The added complication to raising money in Asia is Pencarrow's size: it is small by world standards. Gethen says investing ratios imposed in the boom times could present a hurdle for a $150 million New Zealand fund.

"Their minimum commitment might be US$40 million but they don't want to be any more than 10 per cent to 15 per cent of a fund, which makes it difficult."

In its favour is that the rush to invest in the growth economies of China and India means many institutions are now overexposed in those territories, Gethen says.

"They're now looking at Australia and New Zealand, we're grouped together [in investors' minds, despite having different economic cycles]."

New Zealand could perhaps be seen "as the next hunting ground for private equity" and provide valuable portfolio diversification for Asian investors. He is confident Pencarrow will attract sufficient interest to reach its $150 million goal: "New Zealand has great companies, great people running them and has great ideas."
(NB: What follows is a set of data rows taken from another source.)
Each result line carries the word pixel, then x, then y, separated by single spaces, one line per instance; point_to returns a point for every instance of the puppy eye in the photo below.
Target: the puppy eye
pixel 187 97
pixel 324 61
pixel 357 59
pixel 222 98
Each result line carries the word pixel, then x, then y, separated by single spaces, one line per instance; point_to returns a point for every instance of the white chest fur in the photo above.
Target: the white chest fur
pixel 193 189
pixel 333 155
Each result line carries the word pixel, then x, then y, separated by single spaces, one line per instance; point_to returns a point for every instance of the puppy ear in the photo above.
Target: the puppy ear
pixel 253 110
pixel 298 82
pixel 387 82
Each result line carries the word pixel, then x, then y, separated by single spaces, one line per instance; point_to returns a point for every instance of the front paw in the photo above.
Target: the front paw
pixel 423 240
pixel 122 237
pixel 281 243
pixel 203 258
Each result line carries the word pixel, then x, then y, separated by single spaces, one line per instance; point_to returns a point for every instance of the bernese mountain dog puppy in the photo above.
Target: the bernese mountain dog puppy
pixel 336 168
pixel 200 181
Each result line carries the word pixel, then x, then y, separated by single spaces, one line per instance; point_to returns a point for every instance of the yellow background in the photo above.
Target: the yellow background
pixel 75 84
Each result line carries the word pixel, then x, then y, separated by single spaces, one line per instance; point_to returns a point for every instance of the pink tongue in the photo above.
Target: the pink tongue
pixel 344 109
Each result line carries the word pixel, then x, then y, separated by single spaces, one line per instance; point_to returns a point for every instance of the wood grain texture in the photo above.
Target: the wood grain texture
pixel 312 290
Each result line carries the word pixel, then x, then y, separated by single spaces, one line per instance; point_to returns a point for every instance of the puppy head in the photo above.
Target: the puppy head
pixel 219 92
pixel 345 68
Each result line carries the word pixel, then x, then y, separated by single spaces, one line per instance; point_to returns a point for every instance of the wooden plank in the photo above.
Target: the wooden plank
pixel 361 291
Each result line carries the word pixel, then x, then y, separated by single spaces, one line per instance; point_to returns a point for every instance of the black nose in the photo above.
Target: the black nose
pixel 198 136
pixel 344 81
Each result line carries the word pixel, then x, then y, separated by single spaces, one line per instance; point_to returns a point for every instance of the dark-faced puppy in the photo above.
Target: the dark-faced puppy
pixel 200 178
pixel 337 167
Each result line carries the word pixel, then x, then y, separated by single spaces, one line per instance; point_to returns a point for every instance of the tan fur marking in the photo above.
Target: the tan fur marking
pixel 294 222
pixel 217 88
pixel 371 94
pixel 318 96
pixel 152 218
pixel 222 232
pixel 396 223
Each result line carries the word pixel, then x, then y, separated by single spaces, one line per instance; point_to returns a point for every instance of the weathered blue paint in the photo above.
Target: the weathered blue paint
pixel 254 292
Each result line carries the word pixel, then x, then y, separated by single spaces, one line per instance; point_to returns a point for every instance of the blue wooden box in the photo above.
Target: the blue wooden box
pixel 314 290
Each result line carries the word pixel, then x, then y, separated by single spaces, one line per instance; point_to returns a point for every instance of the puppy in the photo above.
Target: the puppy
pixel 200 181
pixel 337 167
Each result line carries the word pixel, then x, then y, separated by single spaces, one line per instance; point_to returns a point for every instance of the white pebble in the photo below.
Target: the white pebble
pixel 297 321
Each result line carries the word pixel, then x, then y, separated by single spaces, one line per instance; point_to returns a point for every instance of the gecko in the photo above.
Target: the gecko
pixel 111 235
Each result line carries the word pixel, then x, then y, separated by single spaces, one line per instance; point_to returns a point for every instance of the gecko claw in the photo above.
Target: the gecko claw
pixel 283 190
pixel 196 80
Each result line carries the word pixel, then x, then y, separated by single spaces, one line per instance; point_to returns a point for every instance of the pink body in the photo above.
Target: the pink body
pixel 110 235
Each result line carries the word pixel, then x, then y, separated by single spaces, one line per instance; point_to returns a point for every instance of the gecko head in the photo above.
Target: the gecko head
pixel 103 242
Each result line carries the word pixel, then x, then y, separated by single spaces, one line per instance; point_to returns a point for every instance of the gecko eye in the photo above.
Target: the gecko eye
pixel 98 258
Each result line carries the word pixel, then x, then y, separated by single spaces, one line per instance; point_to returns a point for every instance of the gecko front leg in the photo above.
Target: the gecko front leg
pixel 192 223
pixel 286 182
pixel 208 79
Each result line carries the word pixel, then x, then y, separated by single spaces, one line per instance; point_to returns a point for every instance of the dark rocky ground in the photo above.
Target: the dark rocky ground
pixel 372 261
How private equity firms work here

Pencarrow Private Equity is New Zealand's oldest private equity firm and was formed out of the government-backed Greenstone Fund in 1993. Private equity involves an agreement between a management firm such as Pencarrow and limited partners (almost always large institutions such as pension funds but sometimes groups of wealthy individuals). The money is used to buy stakes in companies, which are usually not listed on the sharemarket and the investors and managers share the earnings. Pencarrow takes both minority and majority stakes in companies, which are mainly mid-sized with enterprise values of between $20 million and $100 million. It specialises in management buyouts, management buy-ins (where a new executive team is brought in)and expansion capital for businesses looking to expand domestically and offshore.

Private equity action

Blackstone Group buys Burger King in NZ

Late last year it was revealed that Blackstone Group, one of the world's largest private equity companies, had made its first foray into the New Zealand market, spending almost $108 million on buying the franchise to 75 Burger King restaurants and the rights to expand them. Blackstone has been described as one of the "barbarians" of private equity. It manages assets worth US$150 billion ($187 billion) and has a reputation for making record-breaking buyouts.

Blackrock takes stake in Telecom

In November giant US investment fund Blackrock emerged as the buyer of a 5 per cent stake in Telecom. New York-listed Blackrock has US$3.66 trillion under management.

TPG makes moves on Media Works

US private equity player TPG Capital is vying for control of troubled Media Works, which owns TV3, TV4 and several radio stations. It's understood it has already bought $70 million of debt in the media firm, which is owned by the much-smaller Ironbridge Capital. TPG has hinted it is interested in acquiring all of Media Works' nearly $400 million debt, which is held by a group of banks. If successful, the US firm - which has about US$48 billion of investment under management - could restructure the media firm, pay down its debt and end up owning it for less than half the price Ironbridge paid.

KKR circling Pacific Brands

This month NZX-listed clothing and homeware wholesaler Pacific Brands said it had received an approach from New York-listed private equity firm KKR regarding a possible acquisition of the entire issued capital in the company. Melbourne-based Pacific Brands, which is listed on both sides of the Tasman, markets labels including Jockey, Hush Puppies, Bonds, Dunlop, Berlei, Holeproof and Mooks. No price for the offer has been disclosed officially, although the Australian Financial Review has reported it to be worth about A$600 million ($778.6 million).